I can envision a self-driving truck pulling into a neighborhood and three or four of these robots getting out, packages in hand. They will each take the package to the right house and then hop back into the truck for the next delivery.

And if we added in autonomous driving technology for delivery trucks, the entire delivery process would be autonomous, no humans required except for those to manage and maintain the fleet of vehicles and robots.

Some will argue that’s a decade away. I’m going to tell you that it’s in the near future.

You won’t believe what Harvard professor Avi Loeb plans to do next…

Regular readers may remember Harvard professor Avi Loeb. He wrote a book titled Extraterrestrial: The First Sign of Intelligent Life Beyond Earth. The book was based on his research into a strange object in our solar system.

As a reminder, scientists named that object ‘Oumuamua. That’s the Hawaiian word for scout or messenger. Here’s a visual:

‘Oumuamua Rendering

Source: ExtremeTech

In his book, Loeb raised the possibility that this object was of artificial origin. We couldn’t identify what it was made of, and its movements couldn’t be compared to those of comets or asteroids.

Loeb even suggested that this object could be from another intelligent species. Perhaps it was conducting surveillance on our solar system from afar.

Naturally, there was plenty of criticism regarding this theory. But there was some strong support also. And that prompted Loeb to launch the Galileo Project. The goal is to develop an AI-powered network of telescopes that will constantly search for evidence of extraterrestrial life on Earth, in our atmosphere, or in space.

As “out there” as this may sound, Loeb managed to raise $1.8 million for the project. The funding came from four wealthy donors who support Loeb’s thesis.

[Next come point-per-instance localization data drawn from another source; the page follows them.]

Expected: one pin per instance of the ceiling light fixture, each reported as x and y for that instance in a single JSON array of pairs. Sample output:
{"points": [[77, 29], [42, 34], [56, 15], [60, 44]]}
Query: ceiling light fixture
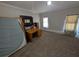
{"points": [[49, 3]]}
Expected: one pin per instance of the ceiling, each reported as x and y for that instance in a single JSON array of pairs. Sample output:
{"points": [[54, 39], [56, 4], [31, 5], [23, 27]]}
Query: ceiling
{"points": [[41, 6]]}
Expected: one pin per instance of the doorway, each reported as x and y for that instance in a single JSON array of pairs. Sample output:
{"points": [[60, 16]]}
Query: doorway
{"points": [[70, 25]]}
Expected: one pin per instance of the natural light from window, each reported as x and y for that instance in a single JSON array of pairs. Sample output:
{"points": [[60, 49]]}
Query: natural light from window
{"points": [[45, 22]]}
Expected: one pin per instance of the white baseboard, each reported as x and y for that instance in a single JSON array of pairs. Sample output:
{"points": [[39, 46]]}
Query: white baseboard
{"points": [[60, 32], [22, 45]]}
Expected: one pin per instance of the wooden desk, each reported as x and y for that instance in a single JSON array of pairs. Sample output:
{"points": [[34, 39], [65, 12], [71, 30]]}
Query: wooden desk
{"points": [[30, 33]]}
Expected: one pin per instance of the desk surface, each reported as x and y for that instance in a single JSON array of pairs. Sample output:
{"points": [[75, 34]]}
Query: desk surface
{"points": [[33, 30]]}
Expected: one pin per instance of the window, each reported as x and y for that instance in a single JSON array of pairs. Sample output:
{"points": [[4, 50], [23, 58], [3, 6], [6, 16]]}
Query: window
{"points": [[45, 22]]}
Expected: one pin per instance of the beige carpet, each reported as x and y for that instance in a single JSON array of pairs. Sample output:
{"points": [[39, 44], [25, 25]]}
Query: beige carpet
{"points": [[50, 45]]}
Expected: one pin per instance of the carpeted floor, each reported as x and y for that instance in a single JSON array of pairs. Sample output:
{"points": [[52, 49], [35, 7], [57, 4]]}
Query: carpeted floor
{"points": [[50, 45]]}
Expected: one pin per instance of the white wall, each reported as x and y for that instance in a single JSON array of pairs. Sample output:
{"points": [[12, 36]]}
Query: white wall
{"points": [[56, 18], [7, 10]]}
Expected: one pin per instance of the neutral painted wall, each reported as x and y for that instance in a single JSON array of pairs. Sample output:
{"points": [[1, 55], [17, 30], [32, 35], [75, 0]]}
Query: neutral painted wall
{"points": [[7, 10], [56, 18]]}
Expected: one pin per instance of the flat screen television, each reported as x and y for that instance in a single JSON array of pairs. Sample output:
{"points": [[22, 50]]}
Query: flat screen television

This money will be used to fund the researchers and equipment needed to get the AI-powered telescope network up and running. Once in place, these telescopes will constantly watch for strange activity in space. And they will even take pictures of objects classified as “unidentified aerial phenomena” (UAP).

I like that Loeb is taking the scientific approach here. The Galileo Project will be entirely evidence-based, and it is entirely privately funded by people that care about this kind of research. Fantastic.

It’s a very interesting project, and I hope that Loeb and his team are successful in both discovering and disproving some false theories.

That said, I think chances are slim that he will find anything interesting. But with private funding in place, there’s nothing wrong with giving it a shot.